From a published interview with M/M Paris (Michael Amzalag and Mathias Augustyniak) (Design and Art, Alex Coles editor, Whitechapel and MIT, 2007):
Mathias Augustyniak: “…the more you are a specialist in your field, the closer you get to the essence of things. Only then can you start to have a possible relationship with another field — and this is where things start to become interesting. Being specialists gives us a point of entry — a keyhole through which we can look onto the world. It is in this spirit of specialism that we meet and work with artists.” (188)
On their collaboration with artists Huyghe, Parreno, Gillick: “As graphic design is situated at the crossroads between many different activities it seemed the perfect place from which to establish this kind of fulfilling exchange with practitioners from other disciplines.” (190)
Augustyniak: “From one field to another, there should be respect.” (190)
Augustyniak: “We are interested in dialogue between specialists” (191)

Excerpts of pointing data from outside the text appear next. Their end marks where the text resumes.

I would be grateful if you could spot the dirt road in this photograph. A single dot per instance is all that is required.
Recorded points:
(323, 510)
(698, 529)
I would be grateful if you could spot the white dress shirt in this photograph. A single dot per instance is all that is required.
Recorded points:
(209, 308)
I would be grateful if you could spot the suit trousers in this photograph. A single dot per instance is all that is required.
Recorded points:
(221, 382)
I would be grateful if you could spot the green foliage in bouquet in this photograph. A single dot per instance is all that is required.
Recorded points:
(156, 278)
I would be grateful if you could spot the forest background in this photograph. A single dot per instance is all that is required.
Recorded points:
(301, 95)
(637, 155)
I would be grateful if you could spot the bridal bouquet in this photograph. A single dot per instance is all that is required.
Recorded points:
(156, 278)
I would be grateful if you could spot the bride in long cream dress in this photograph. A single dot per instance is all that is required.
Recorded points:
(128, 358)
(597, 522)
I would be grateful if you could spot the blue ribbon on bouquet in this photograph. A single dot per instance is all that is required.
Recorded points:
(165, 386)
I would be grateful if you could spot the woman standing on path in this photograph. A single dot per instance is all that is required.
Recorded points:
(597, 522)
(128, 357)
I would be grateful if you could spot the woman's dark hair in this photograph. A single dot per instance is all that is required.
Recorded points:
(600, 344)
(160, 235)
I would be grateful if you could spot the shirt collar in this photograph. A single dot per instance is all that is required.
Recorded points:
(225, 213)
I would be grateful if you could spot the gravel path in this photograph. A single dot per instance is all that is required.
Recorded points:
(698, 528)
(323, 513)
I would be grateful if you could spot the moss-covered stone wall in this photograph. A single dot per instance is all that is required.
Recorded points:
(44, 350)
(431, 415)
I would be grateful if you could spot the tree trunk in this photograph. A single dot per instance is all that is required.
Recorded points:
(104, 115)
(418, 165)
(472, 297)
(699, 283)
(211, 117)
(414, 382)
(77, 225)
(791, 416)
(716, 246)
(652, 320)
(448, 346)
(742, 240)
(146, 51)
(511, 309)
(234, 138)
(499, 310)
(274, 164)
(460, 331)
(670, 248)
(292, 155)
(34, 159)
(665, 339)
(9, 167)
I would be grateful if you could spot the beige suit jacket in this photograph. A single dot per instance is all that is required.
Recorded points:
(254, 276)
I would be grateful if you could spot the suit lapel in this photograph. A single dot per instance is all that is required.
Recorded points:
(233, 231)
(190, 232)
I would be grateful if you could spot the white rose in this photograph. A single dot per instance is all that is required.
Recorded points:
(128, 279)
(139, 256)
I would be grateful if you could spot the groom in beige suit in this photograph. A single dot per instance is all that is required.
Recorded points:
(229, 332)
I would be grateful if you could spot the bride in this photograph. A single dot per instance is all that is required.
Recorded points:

On p. 191, Augustyniak describes a collaboration they did with artists Pierre Huyghe, Phillipe Parreno and Dominique Gonzalez-Foerster for the Venice Biennale 1999. Each of the three artists was given a room, but when the artists decided to band together and project a single film in one room, the other two rooms were left empty to the dismay of the curators. M/M jumped in and created title sequences as paintings on the walls in the flanking two rooms, so the public would have a pre- and post-viewing experience, while seeing the film in the middle. This is such a nice and concrete explanation of the collaborative process. Designers are concrete, we speak in terms of things and actions!
Designers seem to constantly worry about whether they are equal to artists, or simply their “butlers,” as M/M say. They argue that true interdisciplinarity can only happen when designers are elevated to become equals, and not subordinates. That’s another theme of the profession, moving from service to autonomy.